Le gouvernement a également mis fin à la fourniture de nourriture à plus de 50.000 soupes populaires gérées par différentes organisations sociales dans les quartiers les plus pauvres et a retenu 5.000 tonnes de nourriture dans des entrepôts alors que des millions de personnes souffrent de la faim.

Les similitudes avec le blocage de l’aide aux Palestiniens affamés de Gaza dans le cadre du génocide israélo-américain en cours ont une signification objective. Les élites dirigeantes du monde entier normalisent la mort et la faim de masse, y compris dans des proportions génocidaires, ainsi que les formes fascistes de gouvernement, comme méthodes de lutte des classes et pour poursuivre des objectifs géopolitiques.
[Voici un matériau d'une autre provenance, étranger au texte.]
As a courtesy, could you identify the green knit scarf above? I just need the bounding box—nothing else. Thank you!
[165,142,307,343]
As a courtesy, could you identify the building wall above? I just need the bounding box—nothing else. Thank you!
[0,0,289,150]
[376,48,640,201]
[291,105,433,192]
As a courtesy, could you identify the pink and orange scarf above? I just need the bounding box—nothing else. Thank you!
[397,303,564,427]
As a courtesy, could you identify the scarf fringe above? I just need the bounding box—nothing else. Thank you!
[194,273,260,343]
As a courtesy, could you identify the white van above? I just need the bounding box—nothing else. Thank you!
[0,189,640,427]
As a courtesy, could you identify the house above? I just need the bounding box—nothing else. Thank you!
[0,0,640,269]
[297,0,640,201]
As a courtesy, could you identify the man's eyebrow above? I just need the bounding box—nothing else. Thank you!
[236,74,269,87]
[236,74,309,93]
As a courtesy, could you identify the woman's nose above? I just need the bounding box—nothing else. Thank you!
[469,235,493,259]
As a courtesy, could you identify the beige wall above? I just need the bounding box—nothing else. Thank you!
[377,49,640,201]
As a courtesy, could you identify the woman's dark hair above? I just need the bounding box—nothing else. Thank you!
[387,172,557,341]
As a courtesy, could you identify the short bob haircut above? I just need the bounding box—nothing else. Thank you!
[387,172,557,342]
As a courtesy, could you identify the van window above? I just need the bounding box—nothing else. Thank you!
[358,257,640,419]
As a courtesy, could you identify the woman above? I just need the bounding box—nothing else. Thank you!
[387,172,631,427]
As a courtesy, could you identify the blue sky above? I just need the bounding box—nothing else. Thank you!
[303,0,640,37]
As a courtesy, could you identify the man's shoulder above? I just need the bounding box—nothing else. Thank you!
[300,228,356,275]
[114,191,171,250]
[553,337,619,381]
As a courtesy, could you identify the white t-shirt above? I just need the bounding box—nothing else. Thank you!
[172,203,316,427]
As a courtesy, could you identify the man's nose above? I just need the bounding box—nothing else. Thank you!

Alors que Milei, qui s’est rendu personnellement en Israël pour soutenir le génocide, supervise une vaste accélération de l’austérité et le virage vers la dictature, son élection l’année dernière était principalement une répudiation des politiques anti-ouvrières de ses prédécesseurs péronistes. En soi, toute orientation vers des institutions capitalistes telles que les partis péronistes, y compris ceux dirigeant les plus grands «groupes piqueteros», comme moyen de sauvegarder les droits sociaux et démocratiques, est une recette pour désarmer politiquement la classe ouvrière.

L’effondrement des formes démocratiques de gouvernement en Argentine et à l’échelle internationale confirme les avertissements et la perspective avancés par le World Socialist Web Site dans sa déclaration du Nouvel An 2024:

Tous les discours sur la défense de la démocratie et la lutte contre le fascisme sont de la démagogie cynique et politiquement impuissante tant qu’ils ignorent la question fondamentale de la classe et du pouvoir économique – et par conséquent la nécessité de mobiliser la classe ouvrière à l’échelle mondiale pour le renversement du capitalisme. La richesse des milliardaires doit être expropriée et les gigantesques trusts doivent être transformés, sans compensation pour les gros actionnaires, en services publics contrôlés par l’État, gérés sur la base des besoins sociaux et non du profit privé. Les institutions antidémocratiques et les organes répressifs de l’État capitaliste (armée professionnelle, police et agences de renseignement) doivent être abolis et remplacés par des organisations de contrôle et de pouvoir des travailleurs, afin d’instaurer une économie démocratique et planifiée à l’échelle mondiale.